As per the High Court of Appeals' precedents, there is insufficient performance where, for instance, an employee's performance is lower than the performance of the employees who undertake the same or similar works, or where an employee's concentration is lower than expected, or the employee fails to improve his/her abilities or knowledge, suffers from a lack of adaptation or a specific kind of sickness of the employee's keeps him/her from working constantly and efficiently.

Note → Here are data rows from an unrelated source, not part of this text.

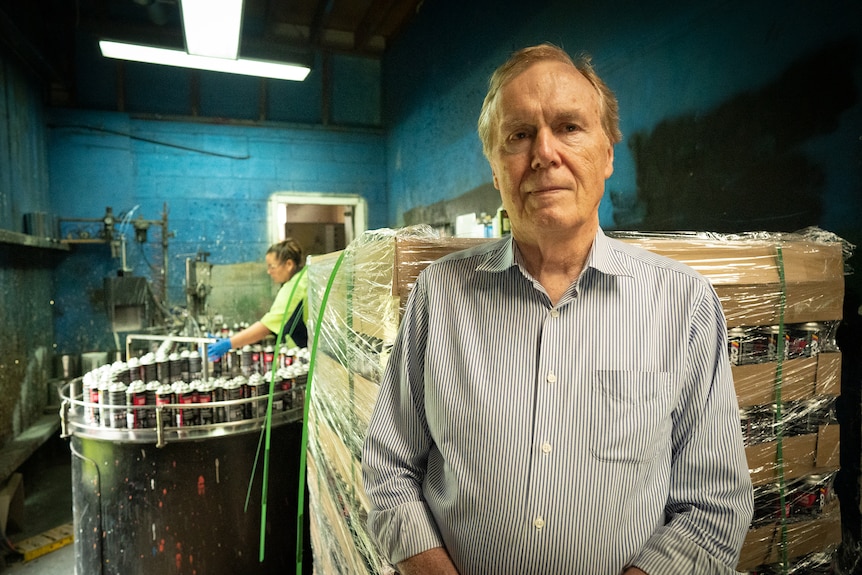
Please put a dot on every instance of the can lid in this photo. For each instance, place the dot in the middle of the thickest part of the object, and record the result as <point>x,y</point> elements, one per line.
<point>136,386</point>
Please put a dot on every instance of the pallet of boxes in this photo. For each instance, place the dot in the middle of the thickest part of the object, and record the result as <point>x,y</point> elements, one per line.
<point>782,295</point>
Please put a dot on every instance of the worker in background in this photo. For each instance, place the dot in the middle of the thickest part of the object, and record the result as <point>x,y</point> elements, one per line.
<point>557,401</point>
<point>283,264</point>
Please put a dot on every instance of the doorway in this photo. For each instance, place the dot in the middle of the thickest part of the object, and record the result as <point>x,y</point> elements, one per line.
<point>321,223</point>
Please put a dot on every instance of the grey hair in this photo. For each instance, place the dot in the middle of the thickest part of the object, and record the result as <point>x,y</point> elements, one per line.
<point>526,57</point>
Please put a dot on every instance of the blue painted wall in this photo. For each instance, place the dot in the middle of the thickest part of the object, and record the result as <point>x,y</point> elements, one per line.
<point>26,273</point>
<point>215,181</point>
<point>676,67</point>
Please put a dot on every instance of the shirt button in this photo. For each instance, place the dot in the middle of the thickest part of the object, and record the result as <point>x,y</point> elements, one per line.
<point>538,522</point>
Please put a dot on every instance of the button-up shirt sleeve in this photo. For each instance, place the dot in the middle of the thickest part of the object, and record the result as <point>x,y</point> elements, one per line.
<point>397,444</point>
<point>581,437</point>
<point>709,505</point>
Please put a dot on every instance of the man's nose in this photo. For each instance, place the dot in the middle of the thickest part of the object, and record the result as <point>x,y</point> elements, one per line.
<point>545,154</point>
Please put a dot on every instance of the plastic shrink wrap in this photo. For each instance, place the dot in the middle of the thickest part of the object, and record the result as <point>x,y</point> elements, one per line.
<point>782,295</point>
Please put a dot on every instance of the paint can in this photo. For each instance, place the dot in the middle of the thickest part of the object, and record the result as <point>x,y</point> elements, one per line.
<point>805,339</point>
<point>257,388</point>
<point>175,367</point>
<point>164,398</point>
<point>103,402</point>
<point>256,359</point>
<point>245,361</point>
<point>195,365</point>
<point>117,401</point>
<point>148,368</point>
<point>205,399</point>
<point>136,401</point>
<point>220,412</point>
<point>268,358</point>
<point>186,414</point>
<point>150,394</point>
<point>774,345</point>
<point>163,368</point>
<point>184,366</point>
<point>233,392</point>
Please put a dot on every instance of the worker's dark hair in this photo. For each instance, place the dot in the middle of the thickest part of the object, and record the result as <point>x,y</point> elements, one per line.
<point>287,249</point>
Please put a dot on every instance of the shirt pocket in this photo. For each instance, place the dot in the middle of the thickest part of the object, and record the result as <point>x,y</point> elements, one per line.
<point>630,415</point>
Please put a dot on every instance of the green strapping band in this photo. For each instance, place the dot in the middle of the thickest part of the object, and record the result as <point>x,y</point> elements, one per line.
<point>779,424</point>
<point>266,432</point>
<point>300,508</point>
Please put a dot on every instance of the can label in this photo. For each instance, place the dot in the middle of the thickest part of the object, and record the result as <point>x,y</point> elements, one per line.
<point>136,411</point>
<point>186,416</point>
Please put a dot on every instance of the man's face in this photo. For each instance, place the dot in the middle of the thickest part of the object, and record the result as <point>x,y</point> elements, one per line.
<point>551,157</point>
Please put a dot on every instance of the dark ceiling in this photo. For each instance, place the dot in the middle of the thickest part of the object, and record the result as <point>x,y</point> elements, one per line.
<point>42,33</point>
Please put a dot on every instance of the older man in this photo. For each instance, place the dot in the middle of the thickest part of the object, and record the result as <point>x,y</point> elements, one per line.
<point>557,401</point>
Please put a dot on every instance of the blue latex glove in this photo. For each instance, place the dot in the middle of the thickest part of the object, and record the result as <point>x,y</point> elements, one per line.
<point>219,348</point>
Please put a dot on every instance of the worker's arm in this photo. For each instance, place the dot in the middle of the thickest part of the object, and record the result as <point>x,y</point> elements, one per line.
<point>252,334</point>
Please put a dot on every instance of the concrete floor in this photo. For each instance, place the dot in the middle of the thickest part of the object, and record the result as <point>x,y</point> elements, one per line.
<point>47,504</point>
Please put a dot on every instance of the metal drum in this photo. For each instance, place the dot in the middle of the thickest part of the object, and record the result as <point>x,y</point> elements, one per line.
<point>170,499</point>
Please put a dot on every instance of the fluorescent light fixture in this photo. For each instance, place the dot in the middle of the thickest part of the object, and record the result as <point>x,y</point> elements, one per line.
<point>212,27</point>
<point>167,57</point>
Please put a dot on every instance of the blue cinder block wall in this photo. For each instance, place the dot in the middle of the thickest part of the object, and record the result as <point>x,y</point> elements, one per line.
<point>213,182</point>
<point>737,116</point>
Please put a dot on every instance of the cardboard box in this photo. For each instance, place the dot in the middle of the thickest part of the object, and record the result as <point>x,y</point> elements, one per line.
<point>746,274</point>
<point>763,545</point>
<point>802,378</point>
<point>801,455</point>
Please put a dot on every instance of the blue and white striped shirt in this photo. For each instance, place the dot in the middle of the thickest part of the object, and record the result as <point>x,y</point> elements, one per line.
<point>579,438</point>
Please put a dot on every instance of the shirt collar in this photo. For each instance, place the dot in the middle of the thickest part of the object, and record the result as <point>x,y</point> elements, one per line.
<point>603,257</point>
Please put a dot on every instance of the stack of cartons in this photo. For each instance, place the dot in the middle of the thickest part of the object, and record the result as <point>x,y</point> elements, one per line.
<point>763,281</point>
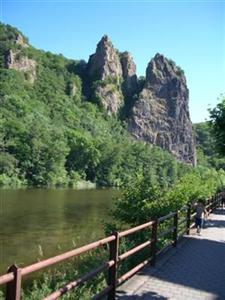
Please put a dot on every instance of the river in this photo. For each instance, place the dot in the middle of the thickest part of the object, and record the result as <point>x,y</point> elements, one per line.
<point>39,223</point>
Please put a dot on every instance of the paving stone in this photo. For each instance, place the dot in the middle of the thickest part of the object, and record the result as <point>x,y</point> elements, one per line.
<point>193,271</point>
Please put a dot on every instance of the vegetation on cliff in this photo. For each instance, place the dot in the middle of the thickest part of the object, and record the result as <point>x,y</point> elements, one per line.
<point>51,135</point>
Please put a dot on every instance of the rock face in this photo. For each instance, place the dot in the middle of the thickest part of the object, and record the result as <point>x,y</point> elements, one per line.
<point>161,114</point>
<point>21,63</point>
<point>129,74</point>
<point>105,62</point>
<point>105,65</point>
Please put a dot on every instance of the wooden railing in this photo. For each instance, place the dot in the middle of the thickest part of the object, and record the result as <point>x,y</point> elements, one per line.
<point>184,217</point>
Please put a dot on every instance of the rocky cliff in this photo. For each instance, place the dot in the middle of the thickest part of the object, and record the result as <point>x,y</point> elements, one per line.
<point>155,110</point>
<point>161,114</point>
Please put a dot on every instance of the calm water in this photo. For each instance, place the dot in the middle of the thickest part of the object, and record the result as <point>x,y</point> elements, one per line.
<point>36,224</point>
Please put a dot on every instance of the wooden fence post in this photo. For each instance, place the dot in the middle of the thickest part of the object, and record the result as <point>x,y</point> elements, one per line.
<point>154,242</point>
<point>175,230</point>
<point>13,288</point>
<point>112,276</point>
<point>188,219</point>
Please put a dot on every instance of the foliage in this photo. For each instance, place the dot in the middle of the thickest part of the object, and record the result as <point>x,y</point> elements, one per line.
<point>51,136</point>
<point>144,199</point>
<point>207,154</point>
<point>217,122</point>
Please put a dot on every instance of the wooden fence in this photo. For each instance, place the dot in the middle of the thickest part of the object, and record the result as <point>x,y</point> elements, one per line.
<point>13,278</point>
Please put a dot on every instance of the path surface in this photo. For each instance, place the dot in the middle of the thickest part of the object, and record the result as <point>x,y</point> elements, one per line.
<point>193,271</point>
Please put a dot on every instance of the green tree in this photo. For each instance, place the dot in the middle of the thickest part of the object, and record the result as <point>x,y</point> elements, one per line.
<point>217,122</point>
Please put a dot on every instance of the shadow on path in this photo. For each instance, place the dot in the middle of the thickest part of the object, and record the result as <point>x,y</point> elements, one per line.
<point>146,295</point>
<point>199,264</point>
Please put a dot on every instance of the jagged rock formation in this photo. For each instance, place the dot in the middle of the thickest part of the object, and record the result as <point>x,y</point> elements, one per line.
<point>105,62</point>
<point>129,74</point>
<point>105,65</point>
<point>13,60</point>
<point>157,112</point>
<point>161,114</point>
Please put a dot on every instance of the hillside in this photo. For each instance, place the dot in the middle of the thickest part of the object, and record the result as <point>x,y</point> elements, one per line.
<point>64,120</point>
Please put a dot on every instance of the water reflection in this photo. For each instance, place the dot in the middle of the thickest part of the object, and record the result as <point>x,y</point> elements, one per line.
<point>40,222</point>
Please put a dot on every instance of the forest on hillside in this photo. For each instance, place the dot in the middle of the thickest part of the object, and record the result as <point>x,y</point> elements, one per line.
<point>53,136</point>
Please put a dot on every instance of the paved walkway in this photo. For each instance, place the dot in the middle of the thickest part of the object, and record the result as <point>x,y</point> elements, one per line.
<point>193,271</point>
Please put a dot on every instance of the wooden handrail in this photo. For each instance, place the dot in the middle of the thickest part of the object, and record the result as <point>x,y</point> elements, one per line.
<point>14,276</point>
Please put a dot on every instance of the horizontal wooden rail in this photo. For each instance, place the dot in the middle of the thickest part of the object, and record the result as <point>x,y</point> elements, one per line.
<point>170,215</point>
<point>182,221</point>
<point>162,234</point>
<point>79,281</point>
<point>133,271</point>
<point>135,229</point>
<point>14,276</point>
<point>134,250</point>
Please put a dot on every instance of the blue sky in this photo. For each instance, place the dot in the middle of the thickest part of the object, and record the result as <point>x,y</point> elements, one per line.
<point>192,33</point>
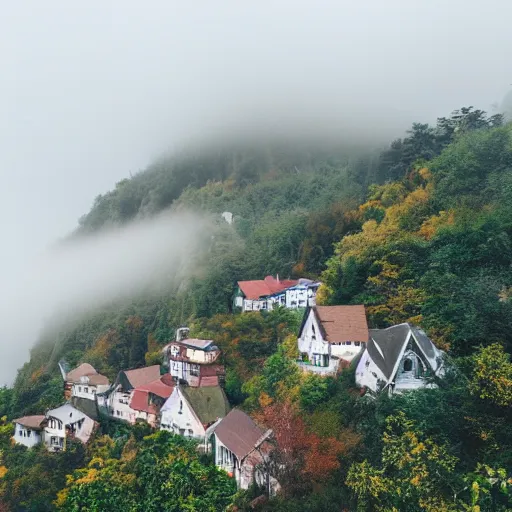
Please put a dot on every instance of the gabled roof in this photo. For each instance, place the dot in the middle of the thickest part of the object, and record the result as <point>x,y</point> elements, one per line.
<point>141,376</point>
<point>208,403</point>
<point>196,343</point>
<point>33,422</point>
<point>67,414</point>
<point>238,433</point>
<point>158,387</point>
<point>96,379</point>
<point>340,323</point>
<point>80,371</point>
<point>387,345</point>
<point>265,287</point>
<point>139,401</point>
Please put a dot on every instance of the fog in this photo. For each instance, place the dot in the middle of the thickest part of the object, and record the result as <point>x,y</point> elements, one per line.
<point>93,91</point>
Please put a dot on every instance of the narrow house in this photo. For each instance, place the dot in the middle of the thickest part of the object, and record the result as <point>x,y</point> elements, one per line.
<point>189,411</point>
<point>116,400</point>
<point>28,430</point>
<point>397,359</point>
<point>147,400</point>
<point>331,336</point>
<point>193,361</point>
<point>235,442</point>
<point>265,294</point>
<point>64,422</point>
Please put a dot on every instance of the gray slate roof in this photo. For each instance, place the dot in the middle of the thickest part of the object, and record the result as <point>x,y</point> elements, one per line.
<point>390,341</point>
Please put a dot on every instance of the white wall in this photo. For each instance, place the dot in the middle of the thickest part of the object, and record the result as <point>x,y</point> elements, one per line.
<point>307,344</point>
<point>172,420</point>
<point>54,429</point>
<point>120,410</point>
<point>26,436</point>
<point>368,373</point>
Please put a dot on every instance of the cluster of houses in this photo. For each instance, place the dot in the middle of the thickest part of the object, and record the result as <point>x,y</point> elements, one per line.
<point>265,294</point>
<point>185,394</point>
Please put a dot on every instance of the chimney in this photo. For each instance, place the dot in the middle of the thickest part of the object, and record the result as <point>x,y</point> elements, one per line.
<point>182,333</point>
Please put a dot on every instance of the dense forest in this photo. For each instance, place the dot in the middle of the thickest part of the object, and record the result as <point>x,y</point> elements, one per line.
<point>419,232</point>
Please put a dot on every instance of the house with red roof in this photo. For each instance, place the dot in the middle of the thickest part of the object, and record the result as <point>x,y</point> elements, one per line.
<point>84,382</point>
<point>137,394</point>
<point>240,447</point>
<point>192,361</point>
<point>265,294</point>
<point>331,336</point>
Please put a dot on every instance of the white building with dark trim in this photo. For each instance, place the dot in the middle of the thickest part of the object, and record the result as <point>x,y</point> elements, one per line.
<point>399,358</point>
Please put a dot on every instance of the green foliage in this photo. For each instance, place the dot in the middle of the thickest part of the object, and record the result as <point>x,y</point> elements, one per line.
<point>159,472</point>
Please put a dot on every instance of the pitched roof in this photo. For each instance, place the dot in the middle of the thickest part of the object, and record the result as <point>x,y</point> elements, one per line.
<point>209,403</point>
<point>342,323</point>
<point>385,346</point>
<point>158,387</point>
<point>140,376</point>
<point>67,414</point>
<point>80,371</point>
<point>196,343</point>
<point>139,401</point>
<point>264,287</point>
<point>238,433</point>
<point>33,422</point>
<point>97,379</point>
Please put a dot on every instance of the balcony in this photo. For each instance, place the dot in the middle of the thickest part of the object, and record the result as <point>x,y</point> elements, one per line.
<point>331,369</point>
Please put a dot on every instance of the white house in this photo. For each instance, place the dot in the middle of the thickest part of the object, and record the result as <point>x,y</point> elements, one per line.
<point>84,382</point>
<point>65,421</point>
<point>189,411</point>
<point>267,293</point>
<point>89,385</point>
<point>193,361</point>
<point>136,395</point>
<point>331,336</point>
<point>397,359</point>
<point>236,443</point>
<point>28,430</point>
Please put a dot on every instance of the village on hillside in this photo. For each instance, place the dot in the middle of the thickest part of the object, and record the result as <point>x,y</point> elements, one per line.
<point>185,394</point>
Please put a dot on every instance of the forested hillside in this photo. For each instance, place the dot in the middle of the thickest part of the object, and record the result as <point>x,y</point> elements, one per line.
<point>420,232</point>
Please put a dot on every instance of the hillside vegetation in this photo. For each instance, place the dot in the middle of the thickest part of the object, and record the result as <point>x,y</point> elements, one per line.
<point>420,233</point>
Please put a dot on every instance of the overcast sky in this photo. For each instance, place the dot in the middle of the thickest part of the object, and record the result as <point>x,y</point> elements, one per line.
<point>91,91</point>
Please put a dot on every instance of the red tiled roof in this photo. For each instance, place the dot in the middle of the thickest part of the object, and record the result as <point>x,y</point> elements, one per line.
<point>268,286</point>
<point>141,376</point>
<point>33,422</point>
<point>238,433</point>
<point>97,379</point>
<point>80,371</point>
<point>158,388</point>
<point>140,402</point>
<point>342,323</point>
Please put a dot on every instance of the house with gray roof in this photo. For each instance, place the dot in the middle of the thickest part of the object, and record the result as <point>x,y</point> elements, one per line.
<point>189,411</point>
<point>239,447</point>
<point>397,359</point>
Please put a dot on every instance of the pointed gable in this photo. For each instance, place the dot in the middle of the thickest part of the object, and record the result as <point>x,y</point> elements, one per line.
<point>340,323</point>
<point>386,347</point>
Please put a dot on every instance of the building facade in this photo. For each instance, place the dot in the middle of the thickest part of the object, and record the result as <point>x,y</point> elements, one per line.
<point>398,359</point>
<point>331,336</point>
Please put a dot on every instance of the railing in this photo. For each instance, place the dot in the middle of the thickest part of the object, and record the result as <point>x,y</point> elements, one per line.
<point>319,370</point>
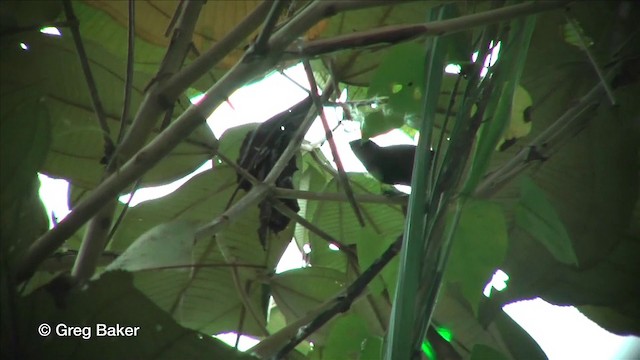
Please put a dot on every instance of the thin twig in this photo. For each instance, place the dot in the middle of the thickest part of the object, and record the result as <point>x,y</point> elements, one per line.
<point>166,141</point>
<point>282,208</point>
<point>555,134</point>
<point>283,193</point>
<point>342,302</point>
<point>342,175</point>
<point>592,60</point>
<point>395,34</point>
<point>128,82</point>
<point>210,58</point>
<point>88,75</point>
<point>260,46</point>
<point>98,228</point>
<point>37,27</point>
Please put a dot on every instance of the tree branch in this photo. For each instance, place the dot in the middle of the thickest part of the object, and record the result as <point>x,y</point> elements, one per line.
<point>160,146</point>
<point>88,75</point>
<point>281,207</point>
<point>342,175</point>
<point>260,46</point>
<point>200,66</point>
<point>98,228</point>
<point>342,302</point>
<point>400,33</point>
<point>552,137</point>
<point>326,196</point>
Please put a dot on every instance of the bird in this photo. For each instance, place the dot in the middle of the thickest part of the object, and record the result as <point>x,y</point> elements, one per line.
<point>391,165</point>
<point>259,152</point>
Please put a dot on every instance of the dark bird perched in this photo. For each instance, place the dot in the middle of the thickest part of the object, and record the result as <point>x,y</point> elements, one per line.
<point>391,164</point>
<point>260,150</point>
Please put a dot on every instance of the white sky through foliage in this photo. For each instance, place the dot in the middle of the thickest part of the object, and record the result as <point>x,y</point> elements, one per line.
<point>562,332</point>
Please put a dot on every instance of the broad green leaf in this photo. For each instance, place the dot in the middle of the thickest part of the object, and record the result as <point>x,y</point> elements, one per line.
<point>479,246</point>
<point>356,67</point>
<point>106,23</point>
<point>51,66</point>
<point>377,122</point>
<point>203,294</point>
<point>510,67</point>
<point>519,121</point>
<point>537,216</point>
<point>25,137</point>
<point>20,14</point>
<point>455,314</point>
<point>110,300</point>
<point>574,34</point>
<point>231,140</point>
<point>371,348</point>
<point>346,338</point>
<point>166,245</point>
<point>516,339</point>
<point>484,352</point>
<point>383,224</point>
<point>299,291</point>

Insufficient performance has to be determined objectively, in other words, the employer has to exclude its prejudice and personal preferences when determining and deciding on the insufficient performance of an employee. The objectivity principle here can be described as implementation of the same rules for each employee undertaking the same or similar works. When an employee's performance is first determined to be insufficient, in consideration of the above mentioned principle, the foregoing steps should be taken:

  1. The employer shall issue a warning letter, apprising the employee of his/her insufficient performance, elaborating the expected performance standards and stating that his/her improvement in his/her performance will be closely watched over.
  2. The employer has to make sure that the employee undergoes a certain performance evaluation system by taking into consideration the employee's opinion as well.
  3. In case the employee fails to achieve the performance targets detailed in performance evaluation system, the employer should obtain the employee's written defense as to his/her failure.
  4. If the employer concludes that the employee's defense does not justify his/her insufficient performance, the employer shall issue another warning letter regarding his/her failure to reach the standards set out by the employer. Following the service of this warning letter, the employee should be observed closely for a reasonable amount of time to see whether there is any improvement in performance. Here "reasonable amount of time" shall be determined on a case-by-case basis yet the High Court of Appeals' approach in this regard often requires 6 months' observation period before taking an action.
  5. If the employee does not show any progress in his/her performance despite two separate warnings, the employer can now consider moving the employee to another position that may be appropriate for the employee's seniority and qualifications, within the same or another workplace of the employer, both local and abroad. According to Article 22 of the Labor Law, since such offer for changing the employee's position is an essential change in working conditions, the employer must notify the employee in writing with respect to the relevant change together with the reasons and the purpose of such change. So in order for such position change to be executed, the employee should consent to this change in writing within 6 business days as of the date on which the offer for the position change is notified to the employee.
  6. Provided that the employee does not accept the position change offer within 6 days or there is not even a position available to the employee in the first place, the employer may be entitled to terminate the employment agreement on valid reason based on the employee's insufficient performance.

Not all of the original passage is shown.